Laissant Pierre dans son appartement, qui était toujours préparé pour le recevoir, le prince André passa dans la chambre de l'enfant et revint ensuite pour mener Pierre chez sa sœur:
«Je ne l'ai pas encore vue, elle se cache avec ses «hommes de Dieu», nous allons les surprendre, elle sera sans doute très confuse, mais tu les verras. C'est curieux, ma parole!
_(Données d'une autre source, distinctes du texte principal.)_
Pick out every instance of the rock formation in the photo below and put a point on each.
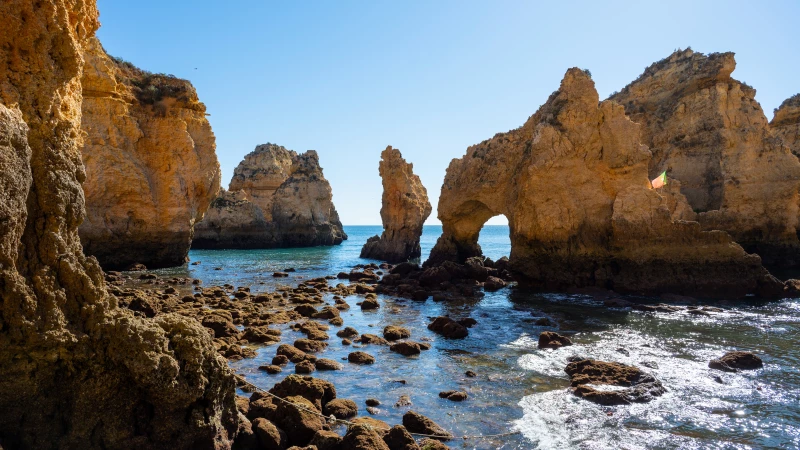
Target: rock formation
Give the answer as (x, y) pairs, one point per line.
(76, 370)
(573, 182)
(404, 209)
(707, 130)
(151, 166)
(277, 198)
(786, 123)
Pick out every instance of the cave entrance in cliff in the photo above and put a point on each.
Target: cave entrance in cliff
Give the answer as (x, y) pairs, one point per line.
(478, 229)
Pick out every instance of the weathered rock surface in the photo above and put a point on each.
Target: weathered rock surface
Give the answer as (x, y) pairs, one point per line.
(574, 185)
(405, 207)
(151, 166)
(735, 361)
(76, 370)
(707, 130)
(786, 123)
(587, 377)
(277, 198)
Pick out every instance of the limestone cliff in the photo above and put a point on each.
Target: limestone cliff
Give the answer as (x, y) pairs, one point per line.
(707, 130)
(277, 198)
(573, 182)
(151, 166)
(786, 123)
(76, 371)
(404, 209)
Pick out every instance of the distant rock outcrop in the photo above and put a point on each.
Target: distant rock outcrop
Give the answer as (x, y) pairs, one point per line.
(277, 198)
(405, 207)
(574, 185)
(707, 130)
(151, 166)
(786, 123)
(77, 371)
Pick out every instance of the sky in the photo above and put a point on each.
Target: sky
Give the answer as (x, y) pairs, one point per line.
(347, 78)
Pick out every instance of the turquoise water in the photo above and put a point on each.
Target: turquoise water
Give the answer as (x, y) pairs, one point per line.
(519, 387)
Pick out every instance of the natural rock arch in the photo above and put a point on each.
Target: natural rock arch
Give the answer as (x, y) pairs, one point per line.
(573, 183)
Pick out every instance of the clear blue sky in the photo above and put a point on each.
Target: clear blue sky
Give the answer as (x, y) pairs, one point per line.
(348, 78)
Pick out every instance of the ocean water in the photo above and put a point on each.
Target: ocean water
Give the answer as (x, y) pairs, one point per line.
(521, 388)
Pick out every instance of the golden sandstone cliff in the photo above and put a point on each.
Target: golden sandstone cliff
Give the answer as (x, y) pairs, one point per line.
(77, 371)
(404, 209)
(277, 198)
(707, 130)
(151, 166)
(786, 123)
(573, 182)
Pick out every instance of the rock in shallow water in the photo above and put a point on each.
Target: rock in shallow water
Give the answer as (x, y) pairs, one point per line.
(735, 361)
(587, 376)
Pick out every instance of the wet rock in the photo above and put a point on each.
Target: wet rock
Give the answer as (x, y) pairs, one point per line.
(369, 304)
(449, 328)
(404, 400)
(326, 440)
(291, 352)
(736, 361)
(304, 367)
(432, 444)
(394, 333)
(280, 360)
(398, 438)
(310, 346)
(295, 418)
(341, 408)
(363, 437)
(406, 348)
(641, 387)
(268, 435)
(494, 284)
(361, 358)
(347, 332)
(318, 391)
(417, 423)
(328, 364)
(271, 369)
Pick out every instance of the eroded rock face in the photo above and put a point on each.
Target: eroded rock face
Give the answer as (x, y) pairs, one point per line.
(707, 130)
(77, 371)
(405, 207)
(151, 166)
(786, 123)
(277, 198)
(574, 185)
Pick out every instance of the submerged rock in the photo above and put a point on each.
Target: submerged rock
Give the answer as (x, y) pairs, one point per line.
(574, 183)
(405, 207)
(151, 163)
(277, 198)
(549, 339)
(77, 370)
(735, 361)
(708, 132)
(587, 377)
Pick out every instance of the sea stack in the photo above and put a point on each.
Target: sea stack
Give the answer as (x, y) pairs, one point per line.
(404, 209)
(786, 123)
(277, 198)
(151, 165)
(573, 182)
(706, 130)
(76, 370)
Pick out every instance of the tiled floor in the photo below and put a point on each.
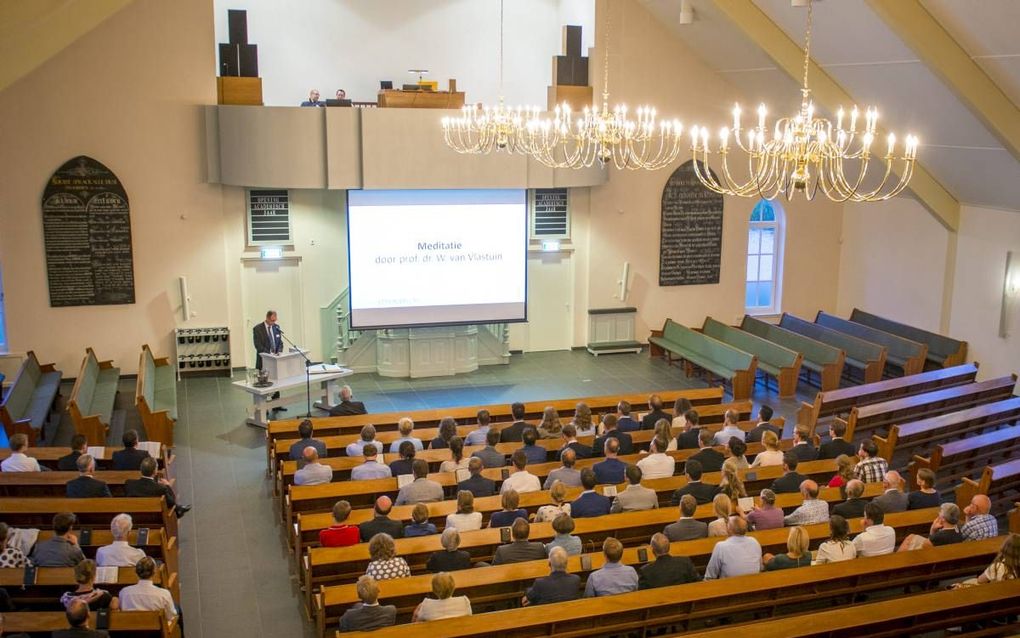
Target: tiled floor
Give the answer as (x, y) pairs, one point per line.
(237, 577)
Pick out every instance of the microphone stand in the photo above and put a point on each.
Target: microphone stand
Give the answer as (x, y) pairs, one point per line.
(308, 375)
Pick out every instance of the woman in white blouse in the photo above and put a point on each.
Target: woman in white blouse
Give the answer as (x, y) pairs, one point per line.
(548, 513)
(838, 546)
(445, 604)
(465, 519)
(772, 455)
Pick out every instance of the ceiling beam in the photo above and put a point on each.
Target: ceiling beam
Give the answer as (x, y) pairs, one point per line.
(788, 56)
(942, 54)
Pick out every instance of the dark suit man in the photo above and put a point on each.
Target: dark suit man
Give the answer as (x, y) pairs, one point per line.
(788, 483)
(558, 586)
(476, 484)
(347, 406)
(130, 458)
(86, 486)
(381, 523)
(611, 432)
(666, 570)
(835, 445)
(150, 485)
(710, 459)
(703, 492)
(764, 416)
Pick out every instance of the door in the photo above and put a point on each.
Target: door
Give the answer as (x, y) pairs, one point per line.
(272, 285)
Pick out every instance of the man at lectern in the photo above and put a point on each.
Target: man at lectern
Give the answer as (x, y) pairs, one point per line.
(268, 338)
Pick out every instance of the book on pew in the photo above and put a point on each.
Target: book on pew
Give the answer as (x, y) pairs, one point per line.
(106, 575)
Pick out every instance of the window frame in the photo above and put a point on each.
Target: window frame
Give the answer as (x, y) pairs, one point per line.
(778, 227)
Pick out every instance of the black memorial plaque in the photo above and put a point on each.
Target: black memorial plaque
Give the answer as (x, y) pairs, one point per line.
(87, 234)
(691, 240)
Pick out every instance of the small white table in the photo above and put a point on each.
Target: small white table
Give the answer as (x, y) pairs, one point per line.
(327, 393)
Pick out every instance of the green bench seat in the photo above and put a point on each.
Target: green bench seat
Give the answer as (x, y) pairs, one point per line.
(904, 353)
(28, 404)
(774, 360)
(92, 399)
(710, 354)
(860, 354)
(156, 396)
(942, 351)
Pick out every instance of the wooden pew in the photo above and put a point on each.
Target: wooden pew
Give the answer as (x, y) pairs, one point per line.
(323, 566)
(91, 512)
(948, 427)
(342, 465)
(156, 396)
(926, 614)
(122, 624)
(1000, 482)
(953, 460)
(904, 353)
(27, 404)
(843, 399)
(309, 498)
(507, 583)
(865, 419)
(690, 605)
(781, 363)
(860, 354)
(942, 351)
(336, 445)
(710, 354)
(92, 398)
(818, 357)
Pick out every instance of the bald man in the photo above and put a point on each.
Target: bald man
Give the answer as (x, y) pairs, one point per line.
(893, 499)
(812, 510)
(381, 523)
(979, 523)
(313, 473)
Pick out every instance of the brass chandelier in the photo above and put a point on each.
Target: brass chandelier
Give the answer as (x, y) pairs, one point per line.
(806, 152)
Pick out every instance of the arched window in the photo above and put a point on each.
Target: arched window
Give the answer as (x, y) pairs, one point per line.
(765, 239)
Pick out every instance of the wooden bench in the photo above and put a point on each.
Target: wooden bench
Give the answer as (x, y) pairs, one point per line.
(498, 585)
(926, 614)
(942, 351)
(91, 402)
(156, 396)
(90, 512)
(865, 419)
(27, 405)
(780, 362)
(956, 459)
(863, 355)
(710, 354)
(690, 605)
(818, 357)
(948, 427)
(1001, 483)
(839, 401)
(122, 624)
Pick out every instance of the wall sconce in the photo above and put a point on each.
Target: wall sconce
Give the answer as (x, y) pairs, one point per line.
(1011, 289)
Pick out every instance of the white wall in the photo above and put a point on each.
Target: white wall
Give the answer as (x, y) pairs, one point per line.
(354, 44)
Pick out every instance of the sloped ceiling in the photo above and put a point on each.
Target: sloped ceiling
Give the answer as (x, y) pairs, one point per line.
(869, 59)
(34, 31)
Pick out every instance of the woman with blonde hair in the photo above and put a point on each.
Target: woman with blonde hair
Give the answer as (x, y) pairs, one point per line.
(465, 519)
(723, 507)
(798, 551)
(445, 604)
(550, 427)
(548, 513)
(771, 455)
(385, 565)
(844, 472)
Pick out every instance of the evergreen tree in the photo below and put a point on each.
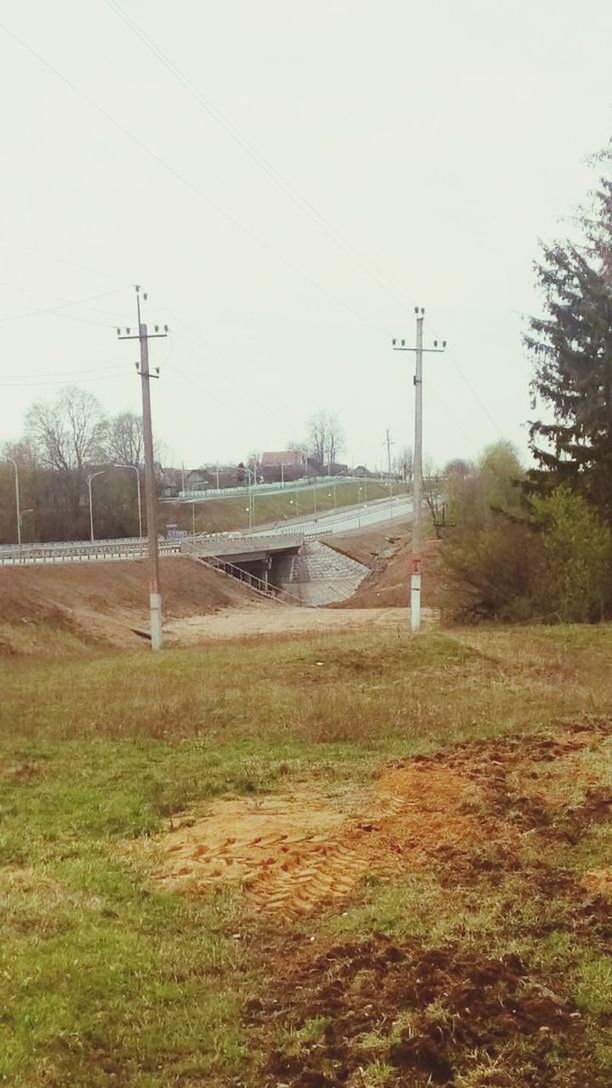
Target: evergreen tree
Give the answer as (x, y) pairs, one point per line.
(572, 349)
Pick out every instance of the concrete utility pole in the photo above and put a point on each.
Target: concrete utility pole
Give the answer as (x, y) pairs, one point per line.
(17, 499)
(150, 498)
(417, 468)
(389, 444)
—Qu'est-ce donc? demanda Pierre.
—Attends, tu vas les voir.»
La princesse Marie se troubla et rougit jusqu'au blanc des yeux, quand elle les vit entrer dans sa petite chambre, où brillaient les images dorées éclairées par les lampes. Il y avait, à côté d'elle, sur le canapé, un jeune garçon en habit de frère convers, avec un nez aussi long que les cheveux, et près d'elle également, dans un fauteuil, une petite vieille toute ratatinée, toute ridée, dont la figure avait une expression d'extrême douceur et d'humilité.
«André, pourquoi ne pas m'avoir prévenue? dit la princesse Marie d'un ton de reproche, en se mettant devant ses pèlerins, comme une poule qui cache ses poussins.
—Je suis charmée de vous voir,» ajouta-t-elle en se tournant vers Pierre, qui lui baisait la main. Elle l'avait connu enfant; son affection pour André, ses malheurs et surtout sa bonne et honnête figure la disposaient en sa faveur. Elle le regardait de ses yeux profonds et doux, et semblait lui dire: «Je vous aime bien et, je vous en supplie, ne vous moquez pas des «miens». Une fois les premiers compliments échangés, elle les engagea à s'asseoir.
«Ah! voilà Ivanouchka, dit le prince André, en indiquant d'un sourire le jeune néophyte.
—André! murmura la princesse d'un ton suppliant.
—Il faut que vous sachiez que c'est une femme, dit le prince André.